There has not yet been generally accepted single specimen technique in order to obtain dynamic fracture mechanical parameters. A potential candidate could be the measurement of the acoustic emission (AE). Previous investigations showed that characteristic AE signals appears in the vicinity of crack initiation for the first time. With a specially developed measuring arrangement the method could be compared with simultaneously measuring additional physical parameters at specimens of strongly different levels of toughness and strength. Furthermore the results could be verified by the results of multiple specimens technique. With this technique the dynamic crack resistance curve was determined and the physical crack initiation toughness was deduced by measurement of the stretch zone width. To realize the idea the inverted impact pendulum developed and installed by VTT Espoo/Finland was modified with an AE transducer and a magnetic emission (ME) probe.
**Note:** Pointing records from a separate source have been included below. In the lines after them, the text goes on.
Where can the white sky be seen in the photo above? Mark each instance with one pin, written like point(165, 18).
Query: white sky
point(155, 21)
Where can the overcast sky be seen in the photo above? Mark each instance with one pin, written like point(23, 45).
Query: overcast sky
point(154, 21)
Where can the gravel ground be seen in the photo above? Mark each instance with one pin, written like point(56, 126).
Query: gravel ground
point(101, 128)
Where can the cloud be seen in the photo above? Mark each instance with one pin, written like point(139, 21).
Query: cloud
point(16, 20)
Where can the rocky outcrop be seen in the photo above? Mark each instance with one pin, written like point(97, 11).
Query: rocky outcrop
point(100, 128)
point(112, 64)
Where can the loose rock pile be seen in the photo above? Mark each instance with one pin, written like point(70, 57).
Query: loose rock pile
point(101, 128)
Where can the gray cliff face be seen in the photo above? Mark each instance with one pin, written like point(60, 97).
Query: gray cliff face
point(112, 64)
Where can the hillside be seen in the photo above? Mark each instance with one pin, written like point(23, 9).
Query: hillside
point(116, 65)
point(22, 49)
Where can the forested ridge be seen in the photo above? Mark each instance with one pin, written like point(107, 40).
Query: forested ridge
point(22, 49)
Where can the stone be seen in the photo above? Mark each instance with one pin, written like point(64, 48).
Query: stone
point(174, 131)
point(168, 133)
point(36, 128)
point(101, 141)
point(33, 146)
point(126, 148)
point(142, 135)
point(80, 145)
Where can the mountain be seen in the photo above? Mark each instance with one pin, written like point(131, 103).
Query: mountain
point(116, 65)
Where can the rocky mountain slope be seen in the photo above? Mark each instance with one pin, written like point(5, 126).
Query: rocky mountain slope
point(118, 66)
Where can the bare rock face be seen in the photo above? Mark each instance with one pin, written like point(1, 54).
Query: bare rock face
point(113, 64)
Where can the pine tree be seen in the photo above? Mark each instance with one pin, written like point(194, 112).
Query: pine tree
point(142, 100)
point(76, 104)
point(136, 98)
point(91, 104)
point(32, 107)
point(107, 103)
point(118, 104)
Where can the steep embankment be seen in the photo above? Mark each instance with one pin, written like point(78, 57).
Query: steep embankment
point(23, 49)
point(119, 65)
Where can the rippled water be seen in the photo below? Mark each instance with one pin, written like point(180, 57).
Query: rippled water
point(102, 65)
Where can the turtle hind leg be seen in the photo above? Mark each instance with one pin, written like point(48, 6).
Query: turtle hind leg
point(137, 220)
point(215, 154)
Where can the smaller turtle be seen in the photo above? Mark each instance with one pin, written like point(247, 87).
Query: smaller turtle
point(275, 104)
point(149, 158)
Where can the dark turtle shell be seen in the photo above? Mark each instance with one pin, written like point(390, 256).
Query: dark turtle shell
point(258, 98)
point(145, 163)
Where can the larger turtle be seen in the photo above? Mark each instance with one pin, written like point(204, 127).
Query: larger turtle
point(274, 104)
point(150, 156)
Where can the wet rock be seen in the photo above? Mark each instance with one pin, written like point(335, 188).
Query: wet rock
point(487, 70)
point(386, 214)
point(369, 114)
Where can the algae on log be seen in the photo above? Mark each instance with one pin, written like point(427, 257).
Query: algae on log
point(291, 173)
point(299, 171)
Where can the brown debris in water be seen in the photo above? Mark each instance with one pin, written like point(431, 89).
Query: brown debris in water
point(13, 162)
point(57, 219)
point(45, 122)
The inverted impact pendulum design reduces the inertia and oscillation effects in the recorded load curve and allows to measure the crack opening (COD) by a laser scattering light method. In this way, at the same specimen crack opening displacement (COD), AE, and ME could be measured.
Neither of the three single specimen methods can directly detect crack initiation. Except the lower shelf region, were only a tiny amount of ductile crack growth occurs before cleavage, the stable crack initiation could be proven by AE and COD. Good agreement between initiation parameters based on SZW and AE was found for all toughness levels. In some cases a strong scattering of toughness parameters was, however, observed and the ranking did not correspond. COD indicates crack initiation after an amount of macroscopic stable crack growth, which is small but cannot be ignored. The correlation to the SZW is not independent of the toughness; for steels with high toughness the correlation is unsatisfied. Eventually, ME does not reflect stable crack initiation and growth.
Obviously, the physical connection between crack initiation and AE cannot be revealed. The AE method has been proved as very sensible for microscopically active processes, which coincide spatially and chronologically with ductile crack initiation. Thus, it is appropriate to estimate the dynamic fracture mechanical parameter "crack initiation toughness" better than other recently applied methods.